A technical term, not just a fever without obvious source! Essentially presence of confirmed fever for 8 days or more in a child in whom a careful thorough history and physical examination, and preliminary laboratory data fail to reveal a probable cause.

Long list of possible causes, long lists of possible tests – do thorough history and repeated examinations, then follow the clues!

In kids, infection is the commonest cause. But can be connective tissue disorder, or malignancy.

Beware factitious fever – admission sensible.

If possible, stop all drugs. Antipyretics may obscure the pattern of fever, and can occasionally be its cause (drug fever is one cause).

Unless the child is critically ill, try not to give antibiotics. If the diagnosis remains obscure, go back and take the history again, examine the child (fully) again, send the specimens again!

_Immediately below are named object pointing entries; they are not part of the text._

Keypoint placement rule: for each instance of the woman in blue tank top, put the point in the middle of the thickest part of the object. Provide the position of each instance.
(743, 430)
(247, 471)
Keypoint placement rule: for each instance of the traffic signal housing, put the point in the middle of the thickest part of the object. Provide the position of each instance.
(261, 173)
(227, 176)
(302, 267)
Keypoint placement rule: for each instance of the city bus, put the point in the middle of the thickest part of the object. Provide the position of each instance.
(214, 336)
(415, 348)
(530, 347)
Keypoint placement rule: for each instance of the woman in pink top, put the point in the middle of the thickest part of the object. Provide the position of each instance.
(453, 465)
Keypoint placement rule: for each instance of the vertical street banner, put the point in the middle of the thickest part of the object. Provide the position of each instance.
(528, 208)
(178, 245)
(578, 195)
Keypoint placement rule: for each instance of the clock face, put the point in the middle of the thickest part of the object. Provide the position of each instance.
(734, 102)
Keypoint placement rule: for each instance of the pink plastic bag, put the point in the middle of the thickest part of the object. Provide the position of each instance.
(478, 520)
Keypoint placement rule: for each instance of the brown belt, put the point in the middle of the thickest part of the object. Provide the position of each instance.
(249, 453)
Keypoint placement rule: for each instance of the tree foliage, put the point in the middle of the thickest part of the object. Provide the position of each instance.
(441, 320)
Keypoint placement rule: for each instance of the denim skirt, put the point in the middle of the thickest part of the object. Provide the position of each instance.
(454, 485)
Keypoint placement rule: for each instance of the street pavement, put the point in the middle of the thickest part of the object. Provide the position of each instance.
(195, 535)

Special points in history/examination

  • Travel – malaria can present 6-12 months later. Typhoid.
  • Ethnicity – tuberculosis
  • Outdoor activities – rats/ticks as vectors of infectious diseases
  • Animal contact – cows/sheep (brucellosis), cats (cat scratch)
  • Mouth ulcers (IBD, Behcets, PFAPA)
  • Periodicity – see Periodic fever
  • Sinus tenderness, nasal congestion (sinusitis)
  • Bone/spine tenderness – discitis, vertebral osteomyelitis

Tests

  • 3 sets of blood cultures, different sites, different times (at least a few hours apart), off antibiotics – standard for endocarditis
  • ASOT
  • EBV, CMV
  • LDH, CK
  • ANA/RF
  • Urine/stool culture
  • Swab everything!
[Rosie Hague, Current peds 2001]

PFAPA

=periodic fever, aphthous stomatitis, pharyngitis, adenitis.

Fever every 4-6 weeks (periodic). Neutrophil count normal, cf cyclical neutropenia.

Besides mouth ulcers, sore throat and cervical lymphadenopathy, headache, musty smell (!), abdo pain.

Affected children continue to grow normally, are well between attacks, and do not suffer long-term sequelae.

Treatment with steroids or with cimetidine has been effective, and some children have had no further attacks following tonsillectomy (which suggests some relationship with strep infection but not clear).

Periodic fever

Infectious causes
Mycobacteria (TB and non-tuberculous disease)
Borrelia
Leptospira
Streptobacillus moniliformis (rat bite fever)
Hepatitis B
Orbivirus
Rickettsea (typhus)
Entamoeba histolytica
Others
Cyclical neutropoenia
PFAPA
Behcet’s
Hyper IgD (HIDS)
Familial Mediterranean fever
Familial Hibernian fever/TRAPS
Cryopyrin disorder

Periodic fevers are defined as uniform periods of fever that recur regularly in individuals who are healthy between attacks. Parents may organize life eg holidays around expected attacks and don’t have any concerns otherwise cf child with recurrent respiratory and gastrointestinal infections after starting nursery who “always has something”.

Recurrent bacterial infections esp recurrent/chronic pneumonia or otitis media may indicate a humoral immune defectSimilarly, recurrent documented viral or fungal infections may indicate a cell mediated immune defect.